Короче, я ему с разбега ногой в морду заехал, так что он "кубарем покатился, а встать не успел: я его своим прутом молотить начал куда попало — по роже, по лбу, по шее, по спиняке… Он уже обмяк, а в меня будто бес вселился — не могу остановиться, и все! Пока сам не устал. А он лежит, не шевелится. Может, загнулся, может, еще отойдет, но не скоро…
Надо дергать, уносить ноги, пока не взяли с поличным. Ну и рванул бегом вниз по лестнице. А на четвертом этаже моя серебряная рыбка дверь в свою квартиру открывает. Я ничего не хотел, не собирался даже, оно само все получилось.
Бросился я за ней, вломился в прихожую, дверь захлопнул и стою с прутом в руке… Ну и дальше все само собой вышло. Она подумала, что я ее изнасиловать хочу, видно, эта мысль мне и передалась, а раз она сама готова… И не сопротивлялась даже, ни капли, видно, от страха… А потом вдруг сама в раж вошла, и кричала, и подмахивала, инстинкты у нее, видать, сильные, над разумом верх берут…
…Валерия дочитала до того места, где контрабасист нарезается в полный умат, и закрыла книгу:
— Ты ничего себе не воображай. Я тебя не звала, ты мне сто лет не нужен.
— Я и не воображаю.
— Мне нужно выйти в уборную.
— Только вместе, — сказал я.
— Тогда я никуда не пойду.
— Не иди.
— Ты что думаешь? Ты кто тут? Ты все насильно сделал!
— Прям-таки. И первый раз, и второй, и третий?
Валерия спустила ноги на пол, розовые теплые ноги под коротким фланелевым халатом, гладкие колени, я даже вспотел. Хотел завалить ее в очередной раз, но ей же в сортир надо…
— Ладно, иди, я в коридоре постою.
Она посидела немного, помотала головой и говорит:
— Нет, я не хочу, чтобы кто-то сидел рядом и прислушивался.

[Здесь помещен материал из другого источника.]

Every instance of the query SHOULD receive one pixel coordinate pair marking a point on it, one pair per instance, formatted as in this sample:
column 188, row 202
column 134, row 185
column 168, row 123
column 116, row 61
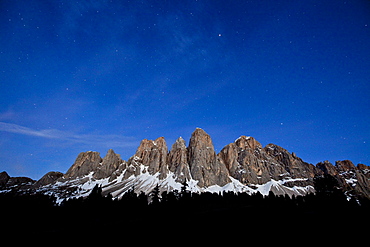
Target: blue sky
column 94, row 75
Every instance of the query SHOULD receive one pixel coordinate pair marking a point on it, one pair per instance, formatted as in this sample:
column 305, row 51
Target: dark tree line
column 38, row 213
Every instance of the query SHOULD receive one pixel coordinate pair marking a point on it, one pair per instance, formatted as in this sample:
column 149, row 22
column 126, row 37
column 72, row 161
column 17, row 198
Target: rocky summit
column 241, row 166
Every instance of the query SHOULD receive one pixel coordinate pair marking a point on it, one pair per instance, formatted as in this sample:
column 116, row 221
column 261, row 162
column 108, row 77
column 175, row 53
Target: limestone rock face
column 178, row 161
column 204, row 165
column 48, row 178
column 85, row 163
column 151, row 154
column 109, row 164
column 294, row 165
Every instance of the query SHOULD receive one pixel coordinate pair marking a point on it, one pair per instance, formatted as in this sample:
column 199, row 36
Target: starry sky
column 93, row 75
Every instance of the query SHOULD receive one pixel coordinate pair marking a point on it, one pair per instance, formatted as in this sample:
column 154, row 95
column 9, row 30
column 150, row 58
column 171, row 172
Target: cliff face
column 241, row 166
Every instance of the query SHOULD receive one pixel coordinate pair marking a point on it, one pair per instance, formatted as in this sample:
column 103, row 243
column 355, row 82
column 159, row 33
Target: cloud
column 89, row 139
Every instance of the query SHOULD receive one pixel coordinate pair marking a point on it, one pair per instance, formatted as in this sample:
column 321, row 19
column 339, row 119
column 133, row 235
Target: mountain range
column 243, row 166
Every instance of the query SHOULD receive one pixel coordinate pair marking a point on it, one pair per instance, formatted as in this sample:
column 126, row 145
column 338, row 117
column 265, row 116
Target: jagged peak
column 244, row 142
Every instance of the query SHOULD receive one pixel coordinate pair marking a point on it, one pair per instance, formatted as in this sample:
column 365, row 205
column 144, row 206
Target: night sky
column 93, row 75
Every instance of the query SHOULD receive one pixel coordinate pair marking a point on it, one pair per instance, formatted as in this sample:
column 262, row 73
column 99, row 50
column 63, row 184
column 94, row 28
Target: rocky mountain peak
column 110, row 163
column 247, row 142
column 204, row 166
column 151, row 154
column 345, row 165
column 84, row 164
column 178, row 161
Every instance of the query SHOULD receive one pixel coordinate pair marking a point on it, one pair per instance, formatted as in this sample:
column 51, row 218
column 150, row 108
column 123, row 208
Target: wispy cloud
column 89, row 139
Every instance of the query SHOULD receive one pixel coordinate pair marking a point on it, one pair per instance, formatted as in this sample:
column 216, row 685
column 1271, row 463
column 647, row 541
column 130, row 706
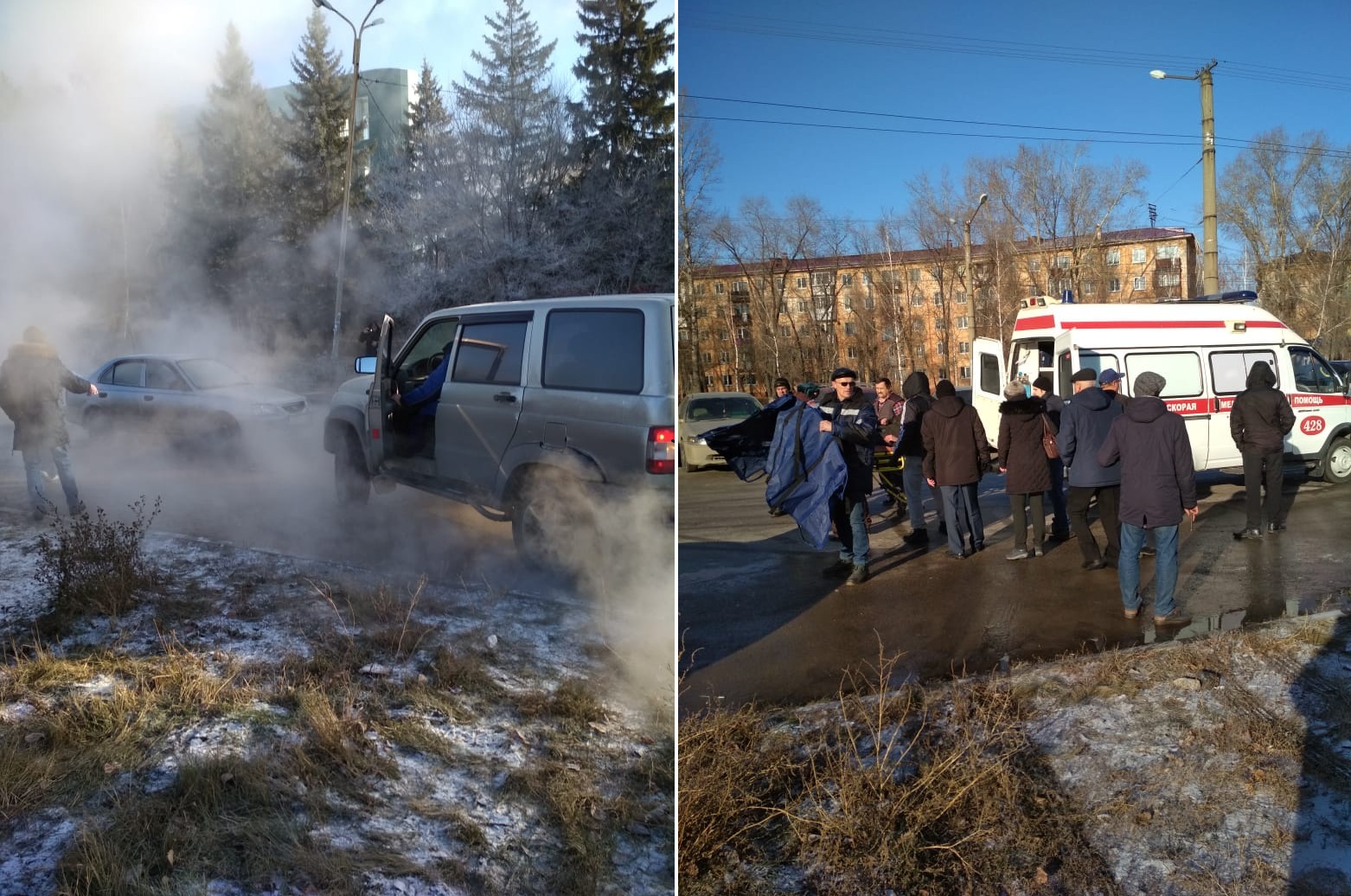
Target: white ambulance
column 1201, row 348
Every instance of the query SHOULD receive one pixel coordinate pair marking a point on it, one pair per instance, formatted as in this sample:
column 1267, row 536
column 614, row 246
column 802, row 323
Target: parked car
column 708, row 411
column 188, row 400
column 547, row 406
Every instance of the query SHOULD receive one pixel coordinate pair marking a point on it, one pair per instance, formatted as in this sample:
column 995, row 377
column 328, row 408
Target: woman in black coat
column 1024, row 465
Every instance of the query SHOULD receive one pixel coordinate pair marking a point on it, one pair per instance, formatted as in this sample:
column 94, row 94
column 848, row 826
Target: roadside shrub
column 91, row 564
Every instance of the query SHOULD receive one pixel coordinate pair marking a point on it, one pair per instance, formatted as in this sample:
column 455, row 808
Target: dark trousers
column 1060, row 522
column 1258, row 466
column 1019, row 506
column 1110, row 502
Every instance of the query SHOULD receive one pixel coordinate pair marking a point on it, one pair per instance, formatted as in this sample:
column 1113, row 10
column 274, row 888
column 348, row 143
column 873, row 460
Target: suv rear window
column 595, row 349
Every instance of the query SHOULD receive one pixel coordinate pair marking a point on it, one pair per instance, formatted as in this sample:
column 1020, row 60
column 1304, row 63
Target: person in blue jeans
column 957, row 451
column 850, row 417
column 1158, row 488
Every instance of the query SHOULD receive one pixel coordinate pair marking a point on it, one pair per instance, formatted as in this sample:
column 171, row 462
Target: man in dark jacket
column 1158, row 487
column 1084, row 426
column 850, row 417
column 1259, row 423
column 31, row 379
column 956, row 454
column 1042, row 388
column 910, row 448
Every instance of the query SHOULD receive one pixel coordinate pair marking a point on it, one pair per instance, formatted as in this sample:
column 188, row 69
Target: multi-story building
column 382, row 101
column 888, row 314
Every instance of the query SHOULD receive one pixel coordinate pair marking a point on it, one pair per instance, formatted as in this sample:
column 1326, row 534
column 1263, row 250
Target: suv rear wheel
column 350, row 476
column 553, row 523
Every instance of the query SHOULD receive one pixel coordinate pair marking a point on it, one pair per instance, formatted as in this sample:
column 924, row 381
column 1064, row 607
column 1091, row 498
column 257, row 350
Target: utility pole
column 1209, row 223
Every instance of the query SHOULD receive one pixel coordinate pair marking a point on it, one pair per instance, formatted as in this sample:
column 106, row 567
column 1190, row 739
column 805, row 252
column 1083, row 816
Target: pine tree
column 428, row 120
column 512, row 127
column 317, row 134
column 619, row 214
column 627, row 112
column 235, row 204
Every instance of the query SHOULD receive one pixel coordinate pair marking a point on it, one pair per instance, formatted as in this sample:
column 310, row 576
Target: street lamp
column 966, row 244
column 351, row 139
column 1211, row 244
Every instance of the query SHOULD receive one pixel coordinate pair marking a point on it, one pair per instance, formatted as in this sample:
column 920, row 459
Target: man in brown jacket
column 31, row 379
column 956, row 454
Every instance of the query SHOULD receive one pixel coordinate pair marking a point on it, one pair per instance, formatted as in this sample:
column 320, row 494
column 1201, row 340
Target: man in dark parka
column 31, row 379
column 1259, row 423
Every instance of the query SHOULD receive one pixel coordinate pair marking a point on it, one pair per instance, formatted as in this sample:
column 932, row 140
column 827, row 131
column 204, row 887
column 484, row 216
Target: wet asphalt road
column 759, row 621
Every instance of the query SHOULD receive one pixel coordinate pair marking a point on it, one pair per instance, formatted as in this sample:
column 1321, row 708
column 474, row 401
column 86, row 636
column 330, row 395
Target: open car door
column 988, row 379
column 379, row 403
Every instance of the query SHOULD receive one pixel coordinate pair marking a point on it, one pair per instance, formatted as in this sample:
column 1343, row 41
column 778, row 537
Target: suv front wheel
column 350, row 476
column 553, row 522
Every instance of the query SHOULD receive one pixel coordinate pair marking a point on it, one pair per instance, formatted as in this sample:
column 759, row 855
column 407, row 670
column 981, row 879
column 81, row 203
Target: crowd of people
column 1127, row 458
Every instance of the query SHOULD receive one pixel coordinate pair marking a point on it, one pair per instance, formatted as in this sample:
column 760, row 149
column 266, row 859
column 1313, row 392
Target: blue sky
column 165, row 50
column 1062, row 65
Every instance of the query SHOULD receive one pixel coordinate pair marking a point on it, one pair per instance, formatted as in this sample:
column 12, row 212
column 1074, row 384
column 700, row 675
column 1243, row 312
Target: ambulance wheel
column 1336, row 463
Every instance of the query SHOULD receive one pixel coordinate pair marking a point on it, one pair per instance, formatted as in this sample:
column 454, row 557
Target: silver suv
column 546, row 406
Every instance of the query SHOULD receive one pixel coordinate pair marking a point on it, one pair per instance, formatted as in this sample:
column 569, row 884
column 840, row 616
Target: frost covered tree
column 619, row 214
column 511, row 130
column 234, row 207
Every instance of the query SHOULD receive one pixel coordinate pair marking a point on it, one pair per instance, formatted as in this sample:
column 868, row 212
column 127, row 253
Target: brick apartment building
column 888, row 314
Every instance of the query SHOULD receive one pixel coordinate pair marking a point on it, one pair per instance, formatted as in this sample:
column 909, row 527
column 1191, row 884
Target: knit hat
column 1150, row 384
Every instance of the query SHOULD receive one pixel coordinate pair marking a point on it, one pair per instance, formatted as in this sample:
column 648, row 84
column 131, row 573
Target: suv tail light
column 661, row 449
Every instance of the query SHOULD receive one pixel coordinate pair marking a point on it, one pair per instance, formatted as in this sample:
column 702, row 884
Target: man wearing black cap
column 1084, row 427
column 850, row 417
column 1111, row 382
column 1158, row 490
column 1043, row 389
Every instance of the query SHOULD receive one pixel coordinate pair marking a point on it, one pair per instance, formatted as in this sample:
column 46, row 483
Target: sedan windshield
column 730, row 408
column 208, row 374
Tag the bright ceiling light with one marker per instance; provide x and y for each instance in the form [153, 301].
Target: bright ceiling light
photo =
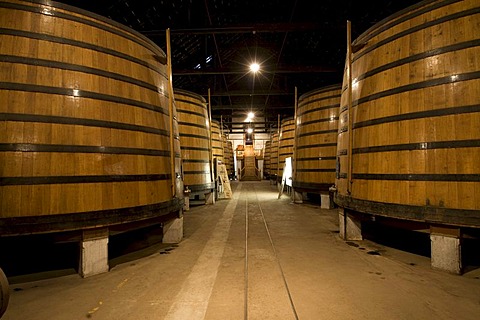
[254, 67]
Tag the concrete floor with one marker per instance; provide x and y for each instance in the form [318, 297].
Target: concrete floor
[297, 267]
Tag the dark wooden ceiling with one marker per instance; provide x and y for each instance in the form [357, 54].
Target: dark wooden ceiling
[300, 45]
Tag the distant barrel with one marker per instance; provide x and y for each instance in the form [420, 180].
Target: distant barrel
[194, 140]
[217, 146]
[285, 145]
[316, 139]
[85, 136]
[415, 113]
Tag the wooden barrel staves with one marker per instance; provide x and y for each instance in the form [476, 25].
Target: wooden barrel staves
[85, 139]
[266, 157]
[285, 144]
[194, 140]
[230, 168]
[217, 147]
[316, 139]
[415, 114]
[274, 157]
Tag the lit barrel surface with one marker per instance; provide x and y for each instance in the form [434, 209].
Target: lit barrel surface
[85, 137]
[286, 141]
[194, 140]
[274, 155]
[217, 146]
[230, 157]
[316, 138]
[266, 157]
[416, 115]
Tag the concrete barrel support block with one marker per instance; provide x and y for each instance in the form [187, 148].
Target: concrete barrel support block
[173, 230]
[350, 225]
[326, 201]
[446, 253]
[297, 197]
[210, 198]
[94, 252]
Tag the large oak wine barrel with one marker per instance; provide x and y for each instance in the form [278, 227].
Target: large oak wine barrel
[274, 156]
[285, 144]
[195, 140]
[266, 158]
[316, 139]
[230, 168]
[85, 137]
[415, 113]
[217, 146]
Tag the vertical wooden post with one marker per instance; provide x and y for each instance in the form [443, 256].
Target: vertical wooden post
[170, 111]
[349, 102]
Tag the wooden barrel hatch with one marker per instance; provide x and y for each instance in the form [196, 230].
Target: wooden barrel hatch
[195, 140]
[316, 139]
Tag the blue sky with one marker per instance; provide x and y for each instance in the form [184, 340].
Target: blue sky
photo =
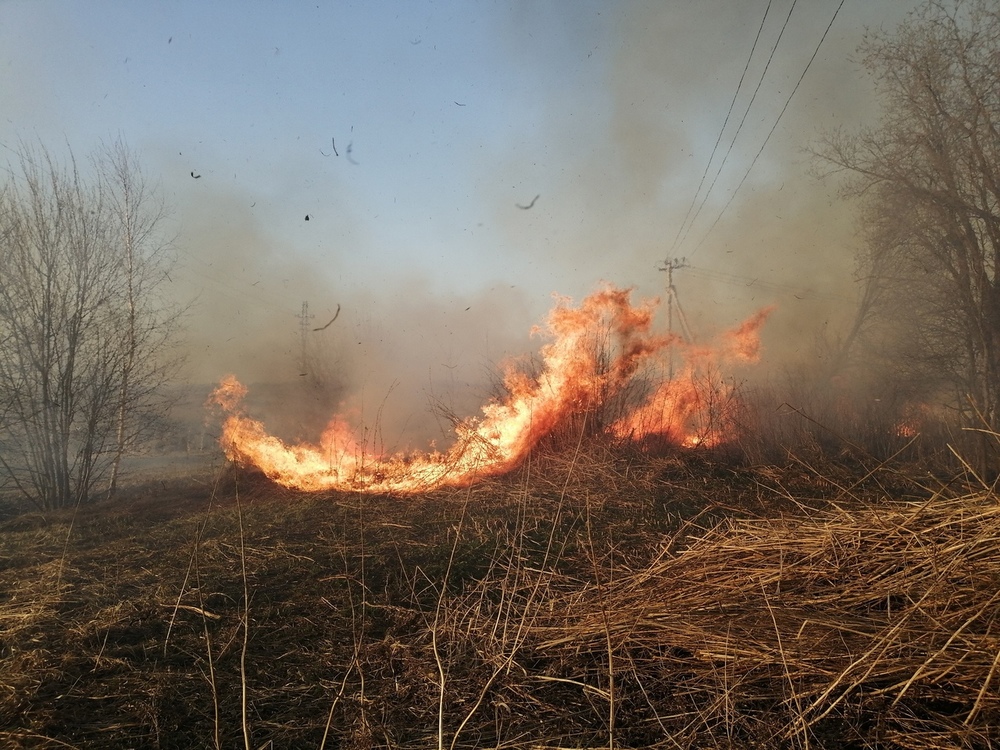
[446, 115]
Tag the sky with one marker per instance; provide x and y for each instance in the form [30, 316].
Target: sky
[459, 163]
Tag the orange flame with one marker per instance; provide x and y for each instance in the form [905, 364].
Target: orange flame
[595, 351]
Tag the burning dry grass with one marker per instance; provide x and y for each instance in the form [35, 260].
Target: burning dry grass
[592, 600]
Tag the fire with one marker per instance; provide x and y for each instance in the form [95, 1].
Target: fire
[595, 351]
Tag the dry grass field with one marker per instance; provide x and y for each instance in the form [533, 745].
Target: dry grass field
[593, 598]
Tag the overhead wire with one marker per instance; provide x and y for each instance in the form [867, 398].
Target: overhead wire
[759, 283]
[746, 113]
[771, 131]
[722, 130]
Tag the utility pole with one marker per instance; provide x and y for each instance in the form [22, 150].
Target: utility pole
[670, 265]
[304, 324]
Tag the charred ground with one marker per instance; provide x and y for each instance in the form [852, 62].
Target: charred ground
[594, 598]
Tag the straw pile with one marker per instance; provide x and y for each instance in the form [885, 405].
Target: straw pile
[871, 625]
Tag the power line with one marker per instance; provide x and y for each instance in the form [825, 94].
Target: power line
[773, 128]
[715, 148]
[758, 283]
[743, 120]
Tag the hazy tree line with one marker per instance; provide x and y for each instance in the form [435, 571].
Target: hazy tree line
[927, 181]
[85, 336]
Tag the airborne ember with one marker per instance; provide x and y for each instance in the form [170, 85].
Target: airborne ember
[595, 351]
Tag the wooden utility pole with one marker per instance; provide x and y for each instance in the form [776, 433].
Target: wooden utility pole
[670, 265]
[304, 324]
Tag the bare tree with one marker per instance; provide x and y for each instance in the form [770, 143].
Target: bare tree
[81, 328]
[146, 322]
[928, 179]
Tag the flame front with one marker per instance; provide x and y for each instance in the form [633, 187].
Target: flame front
[594, 353]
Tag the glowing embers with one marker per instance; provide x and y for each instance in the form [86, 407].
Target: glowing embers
[602, 359]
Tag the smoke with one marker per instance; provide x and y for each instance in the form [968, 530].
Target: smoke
[619, 175]
[615, 160]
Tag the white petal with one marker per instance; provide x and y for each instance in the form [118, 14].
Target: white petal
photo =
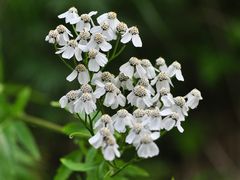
[137, 42]
[179, 75]
[83, 77]
[108, 153]
[68, 53]
[102, 18]
[126, 38]
[63, 101]
[93, 65]
[72, 76]
[96, 140]
[105, 46]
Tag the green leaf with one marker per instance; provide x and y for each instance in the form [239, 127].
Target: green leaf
[91, 155]
[55, 104]
[77, 166]
[26, 139]
[21, 101]
[64, 172]
[75, 127]
[133, 171]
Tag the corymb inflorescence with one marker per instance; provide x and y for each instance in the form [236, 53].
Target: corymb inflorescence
[131, 108]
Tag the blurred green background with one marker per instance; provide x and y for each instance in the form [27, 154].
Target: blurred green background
[203, 35]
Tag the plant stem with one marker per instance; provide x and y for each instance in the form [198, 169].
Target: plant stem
[90, 123]
[85, 125]
[64, 62]
[124, 166]
[42, 123]
[115, 48]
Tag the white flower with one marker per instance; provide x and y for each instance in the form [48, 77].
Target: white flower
[71, 49]
[81, 72]
[129, 68]
[63, 35]
[134, 135]
[147, 148]
[161, 64]
[110, 149]
[140, 116]
[96, 59]
[150, 71]
[102, 77]
[120, 99]
[140, 97]
[105, 121]
[98, 41]
[166, 97]
[71, 16]
[162, 80]
[179, 107]
[105, 30]
[132, 34]
[98, 139]
[85, 104]
[52, 36]
[145, 83]
[83, 37]
[193, 98]
[124, 81]
[86, 88]
[155, 120]
[67, 101]
[110, 18]
[173, 120]
[175, 70]
[121, 28]
[85, 21]
[122, 119]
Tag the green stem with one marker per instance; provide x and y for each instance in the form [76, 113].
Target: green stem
[66, 64]
[42, 123]
[124, 166]
[85, 125]
[115, 48]
[74, 29]
[90, 123]
[118, 53]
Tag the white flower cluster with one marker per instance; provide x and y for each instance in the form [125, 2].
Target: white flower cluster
[139, 86]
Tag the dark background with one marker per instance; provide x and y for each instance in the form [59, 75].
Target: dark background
[203, 35]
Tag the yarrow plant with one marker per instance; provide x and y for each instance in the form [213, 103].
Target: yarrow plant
[130, 109]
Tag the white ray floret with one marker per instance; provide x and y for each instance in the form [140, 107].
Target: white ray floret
[110, 18]
[68, 100]
[63, 35]
[193, 98]
[140, 97]
[122, 119]
[105, 30]
[132, 34]
[71, 16]
[85, 21]
[175, 70]
[81, 73]
[147, 148]
[96, 60]
[71, 49]
[133, 66]
[85, 104]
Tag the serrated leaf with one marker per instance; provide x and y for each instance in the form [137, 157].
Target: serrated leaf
[133, 171]
[55, 104]
[77, 166]
[21, 101]
[63, 172]
[26, 139]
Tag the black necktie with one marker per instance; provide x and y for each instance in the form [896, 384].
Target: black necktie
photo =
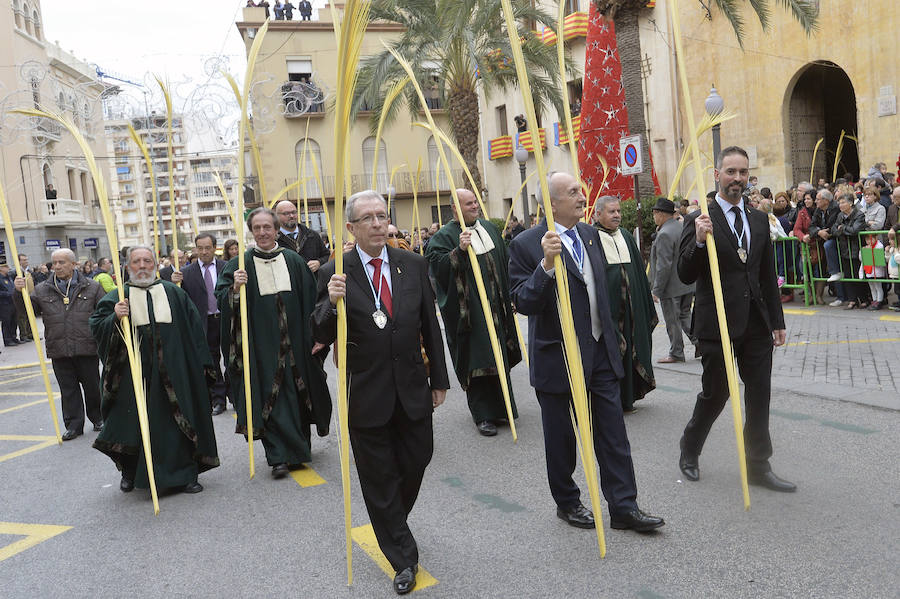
[738, 225]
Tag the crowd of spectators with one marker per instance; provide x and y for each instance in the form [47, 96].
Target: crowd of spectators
[284, 11]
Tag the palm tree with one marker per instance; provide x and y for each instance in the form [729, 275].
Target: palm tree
[624, 15]
[455, 46]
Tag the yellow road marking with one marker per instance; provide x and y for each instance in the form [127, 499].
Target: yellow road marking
[17, 366]
[21, 378]
[33, 533]
[845, 342]
[24, 405]
[799, 311]
[45, 441]
[364, 536]
[307, 477]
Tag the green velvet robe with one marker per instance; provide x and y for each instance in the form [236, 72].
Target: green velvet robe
[288, 388]
[177, 372]
[633, 312]
[464, 324]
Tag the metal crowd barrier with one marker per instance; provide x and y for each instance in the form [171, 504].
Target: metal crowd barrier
[864, 256]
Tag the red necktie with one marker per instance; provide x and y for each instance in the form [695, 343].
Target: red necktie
[381, 287]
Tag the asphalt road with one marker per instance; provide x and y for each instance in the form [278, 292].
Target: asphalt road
[485, 522]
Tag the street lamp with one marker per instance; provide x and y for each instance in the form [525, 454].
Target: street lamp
[714, 106]
[521, 156]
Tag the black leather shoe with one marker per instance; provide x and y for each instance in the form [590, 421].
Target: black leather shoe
[688, 464]
[770, 481]
[487, 428]
[635, 520]
[405, 580]
[194, 487]
[70, 434]
[579, 516]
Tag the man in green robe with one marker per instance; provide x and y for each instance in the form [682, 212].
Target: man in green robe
[464, 323]
[630, 302]
[177, 370]
[287, 382]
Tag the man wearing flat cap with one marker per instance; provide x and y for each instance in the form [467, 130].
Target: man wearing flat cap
[675, 298]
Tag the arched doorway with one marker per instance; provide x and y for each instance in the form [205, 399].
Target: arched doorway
[821, 104]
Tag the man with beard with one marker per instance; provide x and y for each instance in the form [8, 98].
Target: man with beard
[464, 320]
[755, 318]
[288, 389]
[176, 368]
[296, 236]
[629, 301]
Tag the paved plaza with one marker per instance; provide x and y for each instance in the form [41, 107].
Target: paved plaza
[485, 521]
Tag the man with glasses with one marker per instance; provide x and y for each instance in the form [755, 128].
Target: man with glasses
[296, 236]
[464, 320]
[288, 388]
[390, 317]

— Ладно. Небось не чужие. Если мы поженимся, ты тоже стесняться будешь?
— Дурак.
— Почему дурак? В жизни всякое бывает. Ходишь с парнем, он тебе цветы дарит, а потом раз! И посадил в каталажку! Или наоборот: ворвался человек, вот так, как я — и на всю жизнь счастливы. Я тебя, если хочешь знать, давно люблю.
— Мне в туалет надо!
Прежде чем пустить ее в уборную, я все осмотрел там, чтобы никаких колющих и режущих. Нашел отвертку на полке, спрятал в карман. Сливной бачок, кстати, был сломан, и я со злорадством подумал о Петровском: каков урод, трахнул девушку, а бачок не отладил. Пока я стоял и ухмылялся, Валерия неожиданно толкнула дверь и заперла на задвижку с той стороны.
— Сиди там, женишок! — говорит. — Оттуда тебя и в загс отведут. Под конвоем.
Ей бы лучше сразу схватить табуретку и бросить в окно, чтобы привлечь людей. Или поджечь занавески, а самой отвлечь меня, пока не разгорится как следует… Но вместо этого она, как воспитанная девочка, побежала в гостиную набирать «02».
Даже дверь уборной не подперла.
Я выбил замок с первого раза, при моих-то габаритах иначе и быть не могло. Она успела набрать "О" и смотрела во все глаза, как я приближаюсь. Огромные темно-серебристые глаза, откуда только они у нее такие? Я положил одну руку на рычаг телефона, другой схватил ее за плечо, тряхнул. Халат с нее слетел в два счета, а под ним ничего и не было, она даже руками закрываться не стала, смотрела обреченно, и все. Но я же не насильник!